A trial court may impose only a sentence that is authorized by statute. State v.
Bennett, 139 Wn.2d 462, 464, 987 P.2d 626 (1999). We review de novo whether a trial
No. 70951-8-1/2
court exceeded its statutory authority under the Sentencing Reform Act of 1981, chapter
9.94A RCW. State v. Murray. 118 Wn. App. 518, 521, 77 P.3d 1188 (2003).
Chapter 9A.28 RCW criminalizes three anticipatory offenses: attempt, solicitation,
and conspiracy. In re Pers. Restraint of Bowman, 109 Wn. App. 869, 873, 38 P.3d 1017
(2001). For persons convicted of an anticipatory offense under this chapter, the
presumptive sentence is 75 percent of the range for the completed offense. RCW
9.94A.595; State v. Chavez, 163 Wn.2d 262, 271 n.8, 180 P.3d 1250 (2008).
Chapter 69.50 RCW has its own anticipatory offense provision, which prohibits
attempt or conspiracy to violate the Uniform Controlled Substances Act. RCW 69.50.407.
Anticipatory offenses charged under chapter 69.50 RCW do not have a seriousness level
and are therefore unranked. State v. Mendoza. 63 Wn. App. 373, 378, 819 P.2d 387
(1991). The standard range sentence for an unranked felony cannot exceed 12 months
confinement. RCW 9.94A.505(2)(b); State v. Steen, 155 Wn. App. 243, 249, 228 P.3d
1285(2010).
Washington courts have "consistently and specifically distinguished between
anticipatory offenses expressly included within [chapter] 69.50 [RCW] as opposed to
those generally falling within [chapter] 9A.28 [RCW]." In re Pers. Restraint of Hopkins,
137 Wn.2d 897, 902, 976 P.2d 616 (1999). "'[W]hen a general and specific statute
proscribe identical conduct under identical circumstances, the prosecutor has no
discretion—he must proceed under the specific statute.'" State v. Robv, 67 Wn. App.

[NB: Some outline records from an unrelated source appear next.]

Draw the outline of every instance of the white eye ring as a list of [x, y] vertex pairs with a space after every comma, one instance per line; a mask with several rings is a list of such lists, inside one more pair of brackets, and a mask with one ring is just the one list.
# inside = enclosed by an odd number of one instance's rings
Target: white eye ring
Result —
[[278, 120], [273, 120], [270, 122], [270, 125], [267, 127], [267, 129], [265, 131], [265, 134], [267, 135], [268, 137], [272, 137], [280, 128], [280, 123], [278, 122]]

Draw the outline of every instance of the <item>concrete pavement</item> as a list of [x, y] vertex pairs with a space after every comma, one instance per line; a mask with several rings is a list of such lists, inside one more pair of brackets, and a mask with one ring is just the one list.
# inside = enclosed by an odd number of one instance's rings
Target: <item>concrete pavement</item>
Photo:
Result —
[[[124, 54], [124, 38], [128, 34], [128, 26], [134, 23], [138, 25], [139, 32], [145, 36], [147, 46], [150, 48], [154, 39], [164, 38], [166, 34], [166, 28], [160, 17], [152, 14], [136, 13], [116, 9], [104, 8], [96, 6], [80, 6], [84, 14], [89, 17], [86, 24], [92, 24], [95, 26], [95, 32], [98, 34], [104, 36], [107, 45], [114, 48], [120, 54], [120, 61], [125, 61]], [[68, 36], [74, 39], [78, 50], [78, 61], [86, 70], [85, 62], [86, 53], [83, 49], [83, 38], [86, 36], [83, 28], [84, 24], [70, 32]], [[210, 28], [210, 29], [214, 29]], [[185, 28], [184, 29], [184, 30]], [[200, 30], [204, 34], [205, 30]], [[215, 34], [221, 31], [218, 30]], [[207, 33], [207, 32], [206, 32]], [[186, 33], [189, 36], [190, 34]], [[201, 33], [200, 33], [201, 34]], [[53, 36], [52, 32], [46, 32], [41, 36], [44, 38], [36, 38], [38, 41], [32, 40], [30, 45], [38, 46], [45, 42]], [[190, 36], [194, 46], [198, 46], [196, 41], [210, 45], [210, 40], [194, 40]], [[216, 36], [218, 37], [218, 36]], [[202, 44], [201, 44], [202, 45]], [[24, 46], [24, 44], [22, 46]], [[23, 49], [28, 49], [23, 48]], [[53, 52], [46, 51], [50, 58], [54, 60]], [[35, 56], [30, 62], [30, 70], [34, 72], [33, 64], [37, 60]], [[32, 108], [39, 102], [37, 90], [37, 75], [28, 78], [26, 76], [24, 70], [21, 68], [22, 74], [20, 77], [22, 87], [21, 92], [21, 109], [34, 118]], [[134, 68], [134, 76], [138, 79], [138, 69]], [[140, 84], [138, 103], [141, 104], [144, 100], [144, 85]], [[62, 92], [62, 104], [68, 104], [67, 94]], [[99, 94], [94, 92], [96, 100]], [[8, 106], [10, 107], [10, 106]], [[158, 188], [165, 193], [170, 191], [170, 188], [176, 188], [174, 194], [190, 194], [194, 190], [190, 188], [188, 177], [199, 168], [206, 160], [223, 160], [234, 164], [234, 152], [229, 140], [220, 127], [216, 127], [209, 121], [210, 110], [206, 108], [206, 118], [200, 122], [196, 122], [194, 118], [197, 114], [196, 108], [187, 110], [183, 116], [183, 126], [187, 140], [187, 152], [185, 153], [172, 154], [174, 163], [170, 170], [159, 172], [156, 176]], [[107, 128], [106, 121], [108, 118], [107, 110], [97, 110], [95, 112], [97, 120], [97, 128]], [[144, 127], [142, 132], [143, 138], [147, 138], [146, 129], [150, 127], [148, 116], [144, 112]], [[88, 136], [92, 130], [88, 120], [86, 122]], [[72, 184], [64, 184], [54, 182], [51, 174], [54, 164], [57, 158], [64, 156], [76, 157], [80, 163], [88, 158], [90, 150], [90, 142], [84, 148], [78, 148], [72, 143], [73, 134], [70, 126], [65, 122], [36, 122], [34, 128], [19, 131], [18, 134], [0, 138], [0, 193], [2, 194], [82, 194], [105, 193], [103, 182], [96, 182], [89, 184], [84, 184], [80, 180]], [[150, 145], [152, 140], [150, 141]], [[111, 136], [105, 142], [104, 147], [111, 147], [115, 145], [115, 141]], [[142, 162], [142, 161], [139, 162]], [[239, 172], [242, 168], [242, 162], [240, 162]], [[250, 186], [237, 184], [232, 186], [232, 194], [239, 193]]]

741, 747-48, 840 P.2d 218 (1992) (quoting State v. Austin, 39 Wn. App. 109, 112, 692
P.2d 206 (1984), affd, 105 Wn.2d 511, 716 P.2d 875 (1986)).
No. 70951-8-1/3
RCW 69.50.407 is the specific statute relating to attempts to commit drug related
crimes, jd. at 747. Thus, when applicable, the State must charge a defendant under
chapter 69.50 RCW to the exclusion of chapter 9A.28 RCW. State v. Casarez-Gastelum.
48 Wn. App. 112, 118, 738 P.2d 303 (1987); State v. Hawthorne, 48 Wn. App. 23, 27,
737 P.2d 717 (1987).
Tucker was charged and convicted under both chapter 9A.28 RCW and chapter
69.50 RCW. This was improper. Tucker was convicted of an unranked felony under
chapter 69.50 RCW. We remand for resentencing consistent with RCW 9.94A.505(2)(b).